Carletti, come capita a molti chef, ha attraversato un periodo di salute difficile, con un sovrappeso preoccupante: «Ho dovuto fermarmi ed affrontare il problema con grande determinazione; ci sono riuscito ed ho così avuto la conferma di quanto sia vero il concetto che il cibo è terapia». Non solo un menù variegato, ma anche diete personalizzate per pazienti alle prese con patologie le più diverse: «A Monteluce negli anni ‘80 abbiamo proposto anche la trippa, un piatto che piaceva molto pazienti con patologie psichiatriche, oppure supplì e baccalà fritto. Ma con i nuovi criteri salutistici abbiamo puntato sempre più sulla dieta mediterranea, sempre rafforzando i controlli sui cibi e sulla sicurezza dei locali e degli addetti».
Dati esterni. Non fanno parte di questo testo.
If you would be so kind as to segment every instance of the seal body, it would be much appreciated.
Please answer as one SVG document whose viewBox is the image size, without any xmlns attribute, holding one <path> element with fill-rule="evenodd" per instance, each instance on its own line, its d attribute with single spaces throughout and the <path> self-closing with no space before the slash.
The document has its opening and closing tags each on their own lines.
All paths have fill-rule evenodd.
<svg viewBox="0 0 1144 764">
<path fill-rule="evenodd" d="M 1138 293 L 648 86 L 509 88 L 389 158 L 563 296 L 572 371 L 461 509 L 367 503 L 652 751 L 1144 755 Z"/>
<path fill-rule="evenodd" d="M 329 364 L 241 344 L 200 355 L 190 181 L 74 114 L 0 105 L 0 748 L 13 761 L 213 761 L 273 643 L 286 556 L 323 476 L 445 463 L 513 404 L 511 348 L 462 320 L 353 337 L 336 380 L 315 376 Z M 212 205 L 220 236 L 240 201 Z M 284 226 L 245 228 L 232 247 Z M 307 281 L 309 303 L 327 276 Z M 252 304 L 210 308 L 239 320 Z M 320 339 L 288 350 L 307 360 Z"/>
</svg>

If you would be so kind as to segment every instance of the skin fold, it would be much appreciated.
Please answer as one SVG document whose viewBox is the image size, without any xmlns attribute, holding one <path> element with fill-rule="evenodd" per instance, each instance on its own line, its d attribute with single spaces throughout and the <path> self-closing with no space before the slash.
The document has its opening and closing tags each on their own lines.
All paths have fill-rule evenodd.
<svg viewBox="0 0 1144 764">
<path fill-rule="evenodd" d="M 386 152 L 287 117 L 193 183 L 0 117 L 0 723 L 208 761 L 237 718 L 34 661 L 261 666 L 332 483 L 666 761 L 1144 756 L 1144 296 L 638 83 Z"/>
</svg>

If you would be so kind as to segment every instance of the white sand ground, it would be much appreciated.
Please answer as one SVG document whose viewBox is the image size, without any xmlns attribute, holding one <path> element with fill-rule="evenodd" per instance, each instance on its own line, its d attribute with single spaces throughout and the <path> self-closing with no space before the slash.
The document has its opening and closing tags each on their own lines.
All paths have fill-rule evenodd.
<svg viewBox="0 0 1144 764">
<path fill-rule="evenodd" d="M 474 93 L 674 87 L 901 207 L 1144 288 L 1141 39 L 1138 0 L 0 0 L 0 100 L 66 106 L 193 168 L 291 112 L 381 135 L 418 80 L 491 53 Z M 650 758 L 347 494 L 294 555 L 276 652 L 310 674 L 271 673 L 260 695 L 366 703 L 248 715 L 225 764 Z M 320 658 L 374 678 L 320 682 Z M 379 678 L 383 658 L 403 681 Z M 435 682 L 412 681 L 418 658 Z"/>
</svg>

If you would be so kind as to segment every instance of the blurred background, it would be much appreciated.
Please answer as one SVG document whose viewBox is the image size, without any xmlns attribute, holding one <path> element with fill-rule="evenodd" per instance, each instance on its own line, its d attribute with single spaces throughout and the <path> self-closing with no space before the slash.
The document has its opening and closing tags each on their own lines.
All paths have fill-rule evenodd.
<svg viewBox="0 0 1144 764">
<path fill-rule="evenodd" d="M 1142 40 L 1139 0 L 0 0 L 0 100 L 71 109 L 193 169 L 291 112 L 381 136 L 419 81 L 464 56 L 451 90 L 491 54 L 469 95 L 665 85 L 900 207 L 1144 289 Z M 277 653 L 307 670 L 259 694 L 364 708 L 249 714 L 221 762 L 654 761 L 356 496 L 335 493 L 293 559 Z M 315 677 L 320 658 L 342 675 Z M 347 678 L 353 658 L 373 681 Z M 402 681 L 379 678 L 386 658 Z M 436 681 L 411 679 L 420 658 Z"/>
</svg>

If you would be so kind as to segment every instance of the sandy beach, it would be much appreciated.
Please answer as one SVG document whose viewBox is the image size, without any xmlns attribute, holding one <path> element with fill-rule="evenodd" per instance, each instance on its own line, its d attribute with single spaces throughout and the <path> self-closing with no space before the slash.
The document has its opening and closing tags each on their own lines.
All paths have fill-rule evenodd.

Quale è stata la soddisfazione più grande in tutti questi anni? «Aver visto crescere il gradimento degli utenti, in rapporto alla loro condizione di pazienti sottoposti a limitazioni in base alle loro patologie. A volte è capitata di ricevere qualche protesta per le porzioni contenute, ma sempre attraverso il personale. Con una eccezione. Pochi anni fa alzai io la cornetta del telefono, dall’altro capo l’attore Paolo Villaggio, che stava facendo una dieta ipocalorica. Mi disse con voce stizzita: Non ce la faccio più! Preparatemi un hamburger gigante! Lo accontentammo in parte, ma prima di servirgli quella pietanza mi ero fatto autorizzare dai medici che lo avevano in cura».